4.3 stars. Brief Synopsis: In 1968, Beth and her husband Frank are living life on their Dorset farm caring for sheep with the help of Frank’s brother Jimmy, but are still missing their nine-year-old son Bobby who died in an accident two years earlier. Then an old flame of Beth’s — Gabriel Wolfe, a famous novelist, returns to town with his son Leo and Beth reconnects with Gabriel, over his son who reminds her a bit of Bobby and things begin to turn dicey.

The novel follows timelines in the past about how Beth, Frank, and Gabriel came to know one another during their schooldays, and in the present with their current relations … as well as chapters of a murder trial, which takes a while to piece together who’s died and who is on trial. But soon enough it all becomes clear and the consequences for all weigh heavily on the line.

Oh what a weaved web it becomes, and towards the end there’s a couple of twists that might surprise you. Perhaps there might be one turn or twist too much near the end, but it still felt feasible. The story is told from Beth’s perspective and you feel for her, though she’s flawed and you wish she had more of a backbone to her on what her actions are going to set off and to make better decisions. It’s a bit of an intense love story but clever in ways it comes together and is well told. It could be up for: the page-turner of the summer … as it has a bit of romance, a bit of violence, and much sadness and regret but also a bit of latent hope.

Nesting by Roisin O’Donnell / Algonquin / 400 pages / 2025


4.5 stars. Brief Synopsis: In Dublin, a pregnant woman with two little girls flees a controlling, volatile husband, who pretends there is nothing wrong and that he provides well for them. Ciara is at the end of her tether with Ryan, who she decides to leave after another incident. While he’s at work, she leaves with the girls in their beater car and goes to the homeless shelter, which is full up, that sends them to a rundown hotel. She tries to make a new life for herself and the girls, but Ryan is besieging her with texts to come home and that if she doesn’t he will sue for full custody and win.

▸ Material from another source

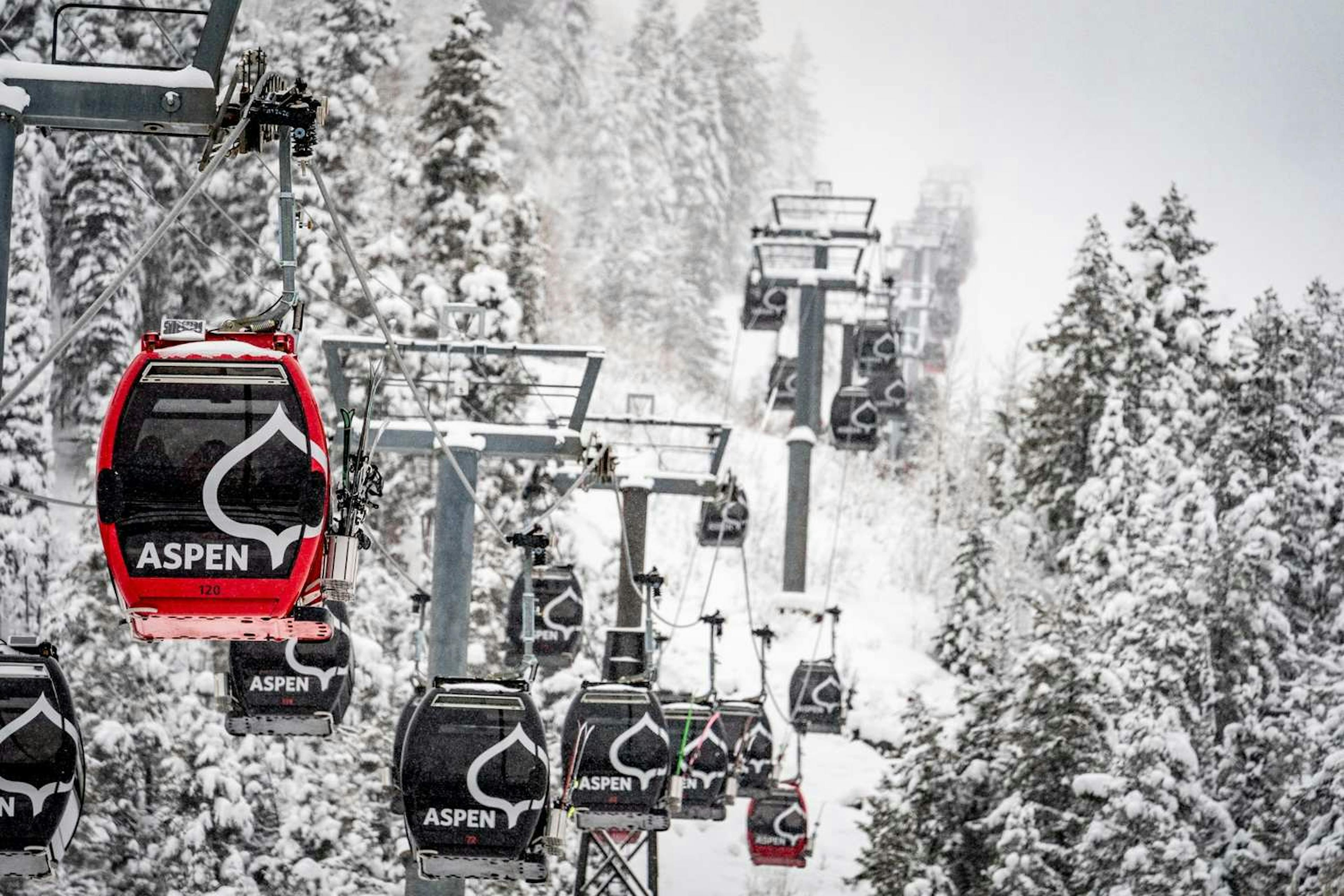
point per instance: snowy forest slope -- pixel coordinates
(1093, 624)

The novel, told from Ciara’s perspective, is truly squirm-worthy as you follow her daily struggles just to get by with the girls, and how she will navigate Ryan’s manipulative ways. Her anxiety and fears are palpable, and she’s unable to go to her family’s in England as the law forbids it without her husband’s permission, (ugh), which he bars.

A court case looms for custody of the children, along with the baby she is about to have, that is a nail biter along with the months after the trial. At times, I wished Ciara was much stronger in facing up to her husband and not giving in to his demands, though in some ways I gather it was a bit of a realistic portrayal of a person who’s been psychologically abused for a long while … who is unsure of the path forward and thinks appeasement might work. This is an intense novel but also the writing makes it quite a notable debut.

So these first two books on my summer list turned out to be winners. Both are a bit emotionally intense, but if you don’t mind that, you might be gripped by them as well.

That’s all for now. What about you — have you read these and if so, what did you think?